It’s time for some more armchair traveling. Or is it ‘armchair lodging’ on this occasion? After all, today’s postcards feature hotels and motels from the ’50s and ’60s, with a smidgen of the ’70s. As normal for the times, the cars are colorful and the buildings even more so. Our first image is from the Cabana Lodge in Sacramento, CA.
Fiesta Village Motel, Fort Lauderdale, FL.
The Holbrook Motel, on Highway 66 East, AZ.
Mission Motel, Phoenix, AZ.
Hawaiian Gardens Motel And Haki Lau Restaurant, Holly, MI.
Harvest House, Motor Hotel, Boulder, CO.
Imperial House Motel, Cincinnati, OH.
West Gate Motor Lodge & Inn, Nyack, NY.
The Lamb’s Inn Motel, Lake City, TN.
Peninsula Motel, Daytona Beach, FL.
Related CC reading:
Nice, brings back fond memories .
-Nate
Before Holiday Day Inn became the default standard, the AAA rating was the next best thing.

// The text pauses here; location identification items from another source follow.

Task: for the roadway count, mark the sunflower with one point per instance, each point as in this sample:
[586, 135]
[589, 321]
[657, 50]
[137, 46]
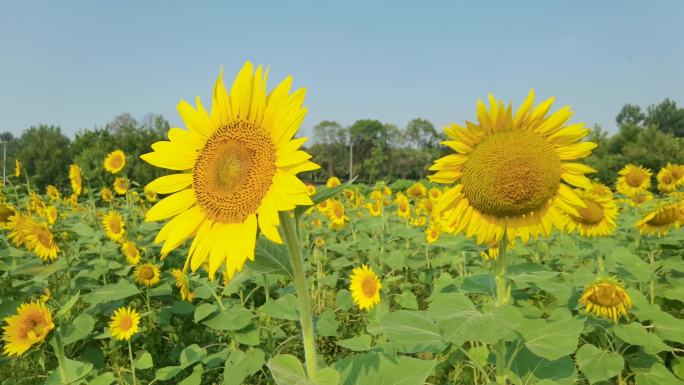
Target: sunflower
[17, 168]
[238, 170]
[417, 190]
[52, 193]
[333, 181]
[28, 327]
[597, 218]
[434, 194]
[106, 194]
[120, 185]
[432, 233]
[633, 180]
[114, 226]
[51, 214]
[183, 285]
[666, 181]
[662, 219]
[124, 323]
[115, 161]
[75, 179]
[403, 206]
[514, 172]
[335, 212]
[365, 287]
[7, 212]
[147, 274]
[606, 298]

Also, Best Westerns also had some minimum standards as well. I would image many of these court yard hotels are long gone, especially along the gulf coast in Florida. The property became way too valuable.
Today, most are franchises in various states of service (or disservice).
The Harvest House in Boulder, wow!
Midcentury Modern. Definitely an actual architect involved.
“Mid century mo dern”!!
Unfortunately it has been altered beyond recognition through the years by corporate owners looking for brand uniformity. It will soon be demolished to make way for badly needed student housing. https://www.westword.com/news/boulders-harvest-house-hotel-will-be-destroyed-20657090
I have fond memories of having worked next door at the Good Samaritan Nursing home while a CU student, and then later in one of the HH cabanas which was the first home of KGNU Radio 88.5 FM. Sometimes my red 1970 VW Westfalia could be spotted in the parking lot with curtains drawn while I was catching a nap between work and classes.
Unfortunately I have no memories of attending a Toots and the Maytals concert on the HH grounds other buying the tickets beforehand. After all, it was 1976 in Boulder. Anyone who claims they remember that concert couldn’t have actually been there!
Back in the days when about 90% of cars were full size rwd… good times!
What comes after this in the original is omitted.